Server-side header bidding would minimize latency by avoiding the bottleneck caused by running auctions in a user’s browser. And Kwak likes that Bankrate will maintain its own financial relationships with its partners. “We collect the check from the demand source, not from Sonobi,” she said. Other server-side solutions have the intermediary handle payments.
While SSPs have traditionally been valued by publishers by how big of a check they can write, that wasn’t why Kwak chose the tech, she said. Instead, Bankrate plans to use the server-side bidding as a tool to bring in header-bidding demand partners.
During the implementation of server-side header bidding next year, Bankrate plans to move its SSP partners in the ad server to a spot within Sonobi’s solution. Kwak identified a number of demand partners that she wants to fold into the solution.
Implementing server-side header bidding requires more than just dropping a tag on the page. Testing latency will be the biggest focus, but Bankrate also plans to run tests to ensure that the code on page (which then calls the connected servers and runs the auction) doesn’t interfere with any other of the site code.

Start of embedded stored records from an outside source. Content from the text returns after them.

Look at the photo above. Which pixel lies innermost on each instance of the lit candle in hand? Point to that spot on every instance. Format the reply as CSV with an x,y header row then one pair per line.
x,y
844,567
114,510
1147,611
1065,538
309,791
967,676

Bankrate collects all of its bid data in order to measure revenue per page. As the implementation progresses, it will connect to places like Google Analytics to compare revenue per page against other metrics like bounce rate and page load speed.
Bankrate needs to collect data because it guarantees certain KPIs, like cost per lead/click/acquisition, for its clients.
“The direct strategy is following what’s happening in programmatic,” Kwak said. “[Advertisers] are going to cherry-pick the audiences they want, whether they are retargeting or driving to a certain KPI, or looking for data matching. I don’t see any friction between the direct and programmatic side.”